Compositional Reasoning In LLMs Is Far From Being Solved

There's still a lot of research to do for improving compositional reasoning in large (and small) language models.

Jan 06, 2025

Modern user-facing LLMs such Gemini and GPT-4o have made significant advancements in tackling tasks that require reasoning. Recently, with the remarkable performance of OpenAI’s o3 on the ARC-AGI challenge, there has been even more interest in understanding and pushing the reasoning capabilities of such LLMs. However, even with all the promising improvements in LLM reasoning, there are other areas that warrant more research - for example, compositional reasoning. As we will see in this post, when LLMs face tasks requiring compositional reasoning, performance is suboptimal. My goal is to provide an overview of some of the latest advancements in compositional reasoning in LLMs and some challenges that remain.

What is Compositional Reasoning?

Compositional reasoning is the ability of an LLM to combine the solutions of sub-tasks to solve a higher level task that is a composition of the sub-tasks.

I also like to refer to the sub-tasks as atomic tasks, and higher level tasks as composite tasks.
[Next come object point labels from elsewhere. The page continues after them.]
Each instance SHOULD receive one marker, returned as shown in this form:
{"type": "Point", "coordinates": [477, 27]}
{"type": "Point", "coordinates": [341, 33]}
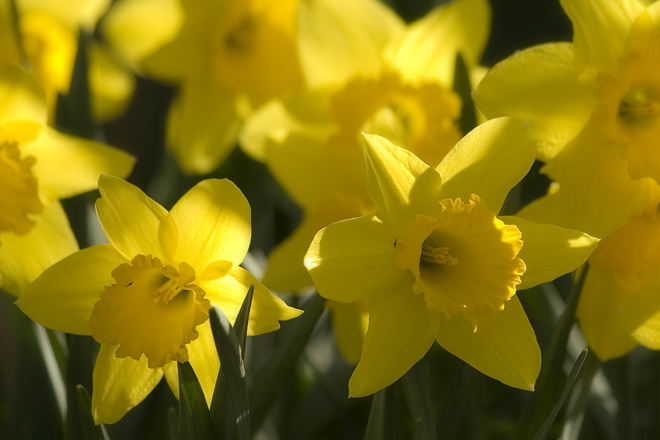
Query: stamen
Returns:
{"type": "Point", "coordinates": [439, 255]}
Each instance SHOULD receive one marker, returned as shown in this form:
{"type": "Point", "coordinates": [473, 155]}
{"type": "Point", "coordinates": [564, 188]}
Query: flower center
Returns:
{"type": "Point", "coordinates": [19, 190]}
{"type": "Point", "coordinates": [630, 104]}
{"type": "Point", "coordinates": [481, 272]}
{"type": "Point", "coordinates": [421, 116]}
{"type": "Point", "coordinates": [151, 309]}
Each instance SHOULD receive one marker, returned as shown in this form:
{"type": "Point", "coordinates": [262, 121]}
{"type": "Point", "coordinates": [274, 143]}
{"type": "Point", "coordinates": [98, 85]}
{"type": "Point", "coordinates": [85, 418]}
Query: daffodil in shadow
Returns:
{"type": "Point", "coordinates": [38, 167]}
{"type": "Point", "coordinates": [146, 296]}
{"type": "Point", "coordinates": [437, 263]}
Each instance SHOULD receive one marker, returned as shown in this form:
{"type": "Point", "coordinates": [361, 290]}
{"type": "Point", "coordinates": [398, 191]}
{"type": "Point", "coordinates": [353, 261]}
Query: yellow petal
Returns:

As shown in the picture below, a composite task can be formed using one or more atomic tasks.

Image by author. Composite tasks can be formed using the combination of one or more atomic tasks. An LLM should be able to combine the information learned from the atomic tasks to solve the composite task.
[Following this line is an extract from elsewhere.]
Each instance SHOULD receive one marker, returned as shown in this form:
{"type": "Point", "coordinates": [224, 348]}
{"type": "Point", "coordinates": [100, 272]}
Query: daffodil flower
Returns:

We can say that LLMs are successful in performing compositional reasoning when it is able to combine the skills / abilities acquired from the atomic tasks to solve the composite task.

Why should we care about improving compositional reasoning?

It is tedious (and nearly impossible) to collect training data that covers every possible use case. For example, in a code generation setting we might only have access to samples corresponding to single function calls, but during test time, we might need code that combines the single function calls. The model should be able to learn that the result of a code snippet is a composition of many fundametal function calles.
Making models more human like: Humans have the remarkable ability to combine knowledge from atomic facts / task, to solve a composite task, and do it in a sample efficient way. LLMs on the other hand still exhibit failure modes in compositional reasoning (as we will see later). Using this insight, we can effectively train LLMs to make them better in compositional reasoning similar to humans.
It can obviate further model training on compositional data, thus reducing costs and electricity (which I discuss more here).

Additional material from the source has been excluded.